1.25.06
Lou Fuiano
ITI Spring 2006
Duff
The Design of Everyday Things
Chapter 1
Donald A. Norman
Do we evolve from the modern experience?
As I settled into the assigned reading, I found myself chuckling and nodding in agreement. In fact, I began to get worked up at how vast the concept of an "interface" really is. Objects both stationary and mechanical as well as personal communication and the making of art all seem to possess an interface. The idea of what happens as the result of two things meeting is ubiquitous and profound.
In this early chapter, I agreed with Norman. I feel that with more design practitioners, design in general has become much more inconsistent. I can group myself among the culprits. I must confess that I only recently became aware of the term "interface" from spending time in some of the classrooms in this very department. As a graphic designer, I was only mildly concerned with the idea of an interface. Of course, making things readable and capable of dispensing information is an interface. However, I was generally more concerned with how the work held up as visual stimulus. Was the attitude of the work pointed, exciting and forward thinking? Was it appropriate interpretation of the subject matter? Am I having fun?
Most of the examples in the reading made me think of the push and pull of elegant design and cold hard usability. While cold hard usability is often a very elegant form of design there is a certain cool to the modern mind and therefore modern design. We navigate the world with the benefit of the modern experience. Design changes the way we live by changing our habits and our expectations. I believe that these things help us to evolve. We better understand how things work. When Norman mentions the things we come in contact with on a daily basis, it's astounding.

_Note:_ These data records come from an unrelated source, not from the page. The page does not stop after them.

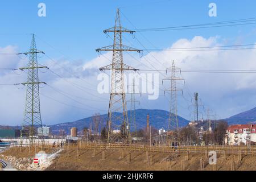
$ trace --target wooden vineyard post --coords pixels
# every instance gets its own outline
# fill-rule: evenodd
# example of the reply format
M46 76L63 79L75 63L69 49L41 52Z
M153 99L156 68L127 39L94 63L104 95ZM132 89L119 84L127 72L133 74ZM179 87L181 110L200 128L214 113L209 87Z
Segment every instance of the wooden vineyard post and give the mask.
M145 162L148 162L148 151L146 151L146 159L145 159Z
M201 158L201 159L200 159L200 170L204 171L204 159L203 159L203 158Z
M78 144L77 145L76 147L76 158L78 158L79 157L79 147L78 147Z
M130 163L131 162L131 152L129 151L128 154L127 155L127 162L128 163Z
M120 156L119 157L119 159L123 158L123 150L120 150Z
M181 171L185 171L185 161L181 160Z
M186 151L186 153L185 154L185 161L188 161L188 160L189 160L189 151Z
M148 156L148 167L151 167L152 166L152 156Z
M236 171L236 163L234 160L231 163L231 171Z
M102 151L101 154L102 154L101 160L104 160L105 159L106 159L106 152L105 152L105 150Z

Those glass doors Norman mentioned seemed to walk the line between uncluttered modern and something baffling to the user. However, I feel with a few simple clues, the design of the doors would be workable while still maintaining a spare minimalism. When he mentions the superior design of the car, my first thoughts are that the car, much like the bus console mentioned in the article, will always show strains of an industrial era. The car, a machine hurling you through space, is a potential deathtrap. Designers here have a very real responsibility to the user. Likewise, good architectural design generally has, as a requirement, a visible sense of how to navigate and get out of a building.

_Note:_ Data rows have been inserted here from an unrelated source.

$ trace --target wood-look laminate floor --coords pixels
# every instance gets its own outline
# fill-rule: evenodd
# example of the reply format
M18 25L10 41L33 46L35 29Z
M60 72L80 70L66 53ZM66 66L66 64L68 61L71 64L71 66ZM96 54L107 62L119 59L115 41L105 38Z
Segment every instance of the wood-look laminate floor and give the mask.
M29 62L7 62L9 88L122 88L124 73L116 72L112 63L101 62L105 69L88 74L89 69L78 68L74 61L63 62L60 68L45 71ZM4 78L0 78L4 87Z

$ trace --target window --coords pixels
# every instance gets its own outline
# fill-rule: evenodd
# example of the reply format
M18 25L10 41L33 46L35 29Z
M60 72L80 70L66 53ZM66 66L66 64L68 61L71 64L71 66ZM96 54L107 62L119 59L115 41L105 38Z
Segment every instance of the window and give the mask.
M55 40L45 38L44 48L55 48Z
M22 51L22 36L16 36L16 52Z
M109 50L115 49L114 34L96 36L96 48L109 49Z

In relating the reading to my own profession, I appreciated his distinction between the conceptual model and the design model. The refrigerator was a doomed conceptual model. However there are several instances where the concept is ahead of design. I recently had an awful experience with a faceless online printer. The conceptual model was very good once you went through the painful start-up process. But, how the first time user comes to understand it was problematic and time consuming. Imagine yourself trying to get a project to the printer, the clock ticking, and your confronted with pages of text designed for users who had very little knowledge of the print process. In this case I would suggest creating a hierarchy to the instructions so that those users who have had experience doing this a certain way didn't have to wade through a quagmire of text to get to what we needed. This was a clear case of bad graphic design costing me time and money. Granted, no one clipped a truck changing their wiper speed or was trapped in a burning building. However, in the modern business world, it was a failed design model. The idea of connecting graphic design to an interface is extremely helpful. It gives me a bit more clarity and is very liberating.